Trauma terhadap serangan Inggris pada 1816 yang menjatuhkan Hindia Belanda, membuat Van den Bosch membuat satu garis pertahanan yang terkenal dengan sebutan “Defensielijn van den Bosch”.
Sebagai tanda pergantian pasukan jaga benteng, setiap pukul delapan malam dan lima pagi meriam disundut: blegur blegur!
Hampir seantero Batavia mendengarnya. Penghuni kota lantas menjadikannya petunjuk waktu.
Namun, pada awal 1903, tradisi menembakkan meriam ini dihentikan karena dianggap sebagai pemborosan.
Sehingga terjadilah protes oleh masyarakat yang merasa kehilangan patokan waktu.
Protes tak didengar, tetapi orang Betawi tidak pernah lupa dengan dentuman meriam itu.
Mereka lantas memanifestasikannya ke dalam bentuk permainan bleguran.
Permainan ini kemudian sering muncul pada saat-saat menjelang bulan puasa hingga tiba hari Lebaran, di mana soal waktu menjadi begitu istimewa.
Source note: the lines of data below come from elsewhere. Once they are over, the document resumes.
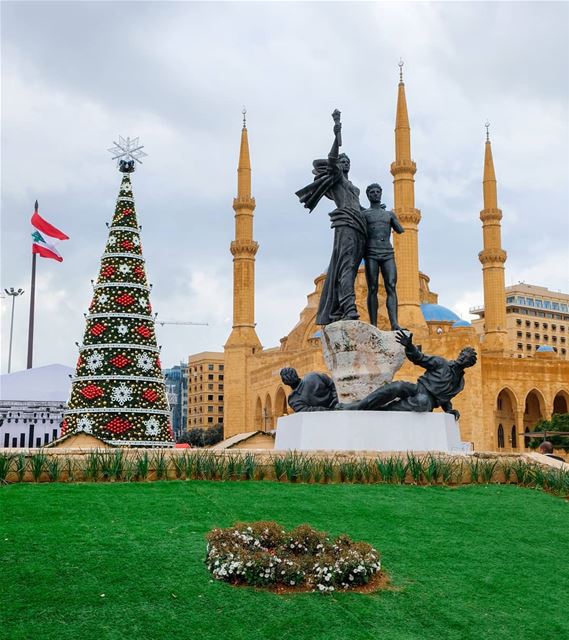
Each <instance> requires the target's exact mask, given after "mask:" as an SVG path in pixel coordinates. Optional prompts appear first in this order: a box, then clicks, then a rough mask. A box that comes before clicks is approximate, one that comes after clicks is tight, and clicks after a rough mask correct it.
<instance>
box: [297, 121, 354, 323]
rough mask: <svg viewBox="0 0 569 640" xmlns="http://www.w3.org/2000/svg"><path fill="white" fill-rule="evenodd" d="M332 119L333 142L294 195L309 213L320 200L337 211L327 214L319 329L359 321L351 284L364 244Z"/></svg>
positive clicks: (345, 157) (314, 207)
mask: <svg viewBox="0 0 569 640" xmlns="http://www.w3.org/2000/svg"><path fill="white" fill-rule="evenodd" d="M332 118H333V119H334V142H333V144H332V148H331V149H330V153H329V154H328V158H327V159H319V160H314V162H313V163H312V166H313V167H314V169H313V170H312V173H313V174H314V175H315V178H314V181H313V182H312V183H311V184H309V185H307V186H306V187H304V188H302V189H300V190H299V191H297V192H296V195H297V196H298V198H299V200H300V201H301V202H302V204H303V205H304V206H305V207H306V208H307V209H309V210H310V212H312V211H313V210H314V208H315V207H316V205H317V204H318V203H319V202H320V200H321V199H322V197H323V196H326V197H327V198H329V199H330V200H333V201H334V202H335V204H336V209H334V211H331V212H330V214H329V216H330V220H331V223H332V224H331V227H332V229H334V246H333V249H332V257H331V258H330V265H329V266H328V272H327V274H326V281H325V282H324V287H323V290H322V295H321V297H320V304H319V306H318V312H317V314H316V324H322V325H326V324H330V323H332V322H336V321H337V320H357V319H358V318H359V314H358V311H357V308H356V294H355V290H354V284H355V280H356V276H357V273H358V268H359V266H360V264H361V261H362V259H363V256H364V250H365V243H366V221H365V218H364V217H363V215H362V213H361V211H362V207H361V205H360V197H359V196H360V190H359V189H358V188H357V187H356V186H355V185H353V184H352V183H351V182H350V180H349V178H348V172H349V170H350V159H349V158H348V156H347V155H346V154H345V153H339V151H340V146H341V145H342V136H341V131H342V124H341V122H340V112H339V111H338V110H337V109H336V110H335V111H334V113H333V114H332Z"/></svg>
Saking istimewanya, Guru Manshur seorang mualim Betawi yang banyak menulis buku soal puasa mengatakan bahwa puasa itu sejatinya adalah konsep waktu agar tidak seperti “celepuk kesiangan”.
Ini ungkapan Betawi untuk menggambarkan bahaya dari tidak mengelola waktu dengan baik.
Sehingga orang dicaplok oleh waktu dan hidup tidak selamat.
Sahur, imsak, dan berbuka adalah ajaran betapa seseorang tidak harus berkompetisi dengan waktu, tetapi berdamai.
Manusia harus memaknai waktu sebagai medium untuk belajar menahan diri, ikhlas, serta tegas atas hak dan batil.
Sehingga, kemudian bisa menjadi manusia yang memiliki kemanusiaan “in optima forma”.
Dalam konteks itulah dentum bleguran yang dimainkan anak-anak di bulan Ramadan adalah peringatan agar manusia tidak lupa.